In this case, ArcticZymes helped a biotech company to develop a highly sensitive and specific diagnostic kit by providing them valuable technical consultation from concept through commercialization of the PCR technology.
Making a better product
ArcticZymes’ partner was developing a diagnostic kit for the detection of enteroviruses. Several clinical studies have demonstrated the importance of the increased sensitivity and rapid turn-around time of reverse transcription PCR (RT-PCR) for EV detection. Building upon this knowledge, the idea was established to develop an efficient and user-friendly kit that offers high sensitivity and specificity in a single-tube format.
Since these kits were to be used in routine diagnostic hospital labs, the key concern was carry-over contamination from previous RT-PCRs. Traditional methods to prevent carry-over contamination would require costly investments such as separate lab spaces and personnel at each stage of the analysis.
With this in mind, the biotech company turned to ArcticZymes for help, relying on their expertise in the field of PCR technology, and years of experience in developing and manufacturing ultra-pure recombinant enzymes.
Together with ArcticZymes’ scientists, it was identified that the best method to reduce contamination risk would be a built-in control for carry-over contamination. The only known method for contamination control in PCR is the use of dUTP (uracil-containing nucleotide; U) in all PCR reactions in the laboratory followed by uracil-N-glycosylase (UNG), a selective degrader of uracil-containing DNA. The UNG enzyme is able to remove all copied DNA from previous reactions that may contaminate the sample before each new analysis.
However, most UNG enzymes are difficult to inactivate, requiring high temperatures that might be harmful to RNA. In addition, when compared to PCR, RT-PCR requires an additional step that converts the viral RNA to DNA, yet UNG treatment needs to be performed before RNA is converted to DNA (this step is called reverse transcription, or RT).

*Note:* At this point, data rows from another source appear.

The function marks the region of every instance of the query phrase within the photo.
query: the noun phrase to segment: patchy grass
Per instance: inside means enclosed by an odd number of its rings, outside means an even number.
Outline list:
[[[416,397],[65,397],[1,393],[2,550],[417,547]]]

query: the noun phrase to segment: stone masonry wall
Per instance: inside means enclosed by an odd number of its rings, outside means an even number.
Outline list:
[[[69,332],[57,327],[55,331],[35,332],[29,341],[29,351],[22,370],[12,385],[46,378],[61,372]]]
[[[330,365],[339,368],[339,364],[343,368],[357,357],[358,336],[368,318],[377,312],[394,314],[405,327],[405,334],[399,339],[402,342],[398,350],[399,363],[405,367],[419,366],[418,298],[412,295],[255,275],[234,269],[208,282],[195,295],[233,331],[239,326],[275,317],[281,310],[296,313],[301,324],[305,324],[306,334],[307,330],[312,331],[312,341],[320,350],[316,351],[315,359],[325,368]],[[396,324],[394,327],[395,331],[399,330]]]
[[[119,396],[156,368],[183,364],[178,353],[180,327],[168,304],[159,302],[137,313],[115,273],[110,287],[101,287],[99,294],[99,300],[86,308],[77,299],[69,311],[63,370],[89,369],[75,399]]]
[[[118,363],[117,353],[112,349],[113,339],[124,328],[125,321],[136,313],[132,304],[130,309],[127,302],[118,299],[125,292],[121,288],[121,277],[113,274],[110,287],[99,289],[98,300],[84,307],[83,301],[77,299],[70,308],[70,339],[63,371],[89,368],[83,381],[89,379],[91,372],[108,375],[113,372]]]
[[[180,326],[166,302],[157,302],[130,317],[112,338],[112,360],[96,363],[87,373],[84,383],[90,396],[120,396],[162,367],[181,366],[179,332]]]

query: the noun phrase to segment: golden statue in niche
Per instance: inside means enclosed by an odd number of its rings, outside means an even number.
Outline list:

Crucially, RT usually occurs at 50°C, and at this temperature, traditional UNG enzymes are still active. Thus the UNG enzymes will destroy any DNA that is synthesized. Using traditional UNG products is considered impossible in RT-PCR applications. The solution recommended by ArcticZymes’ scientists was to use one of their unique enzymes, Cod UNG.
The perfect enzyme for the job
Cod UNG is active at low temperatures but is very sensitive to moderate heat. Unlike other UNGs that can be reactivated, Cod UNG is irreversibly inactivated. Thus Cod UNG-based decontamination can be carried out within the same RT-PCR tube. After obtaining and testing several batches of Cod UNG from ArcticZymes, our partner was able to incorporate Cod UNG into their viral detection kit, while maintaining the high sensitivity demanded and total assurance of eliminating the risk of any carry-over contamination. In additional, our partner found no differences in performance between batches, validating the enzyme’s reliability for diagnostic use.
ArcticZymes has built a very reliable reputation among its commercial customers for providing not only unique high quality enzymes, but also dedicated consultative support and a great customer service. On countless occasions, the assistance offered by ArcticZymes has successfully enabled it’s customers to market faster as well as saving precious time and resources.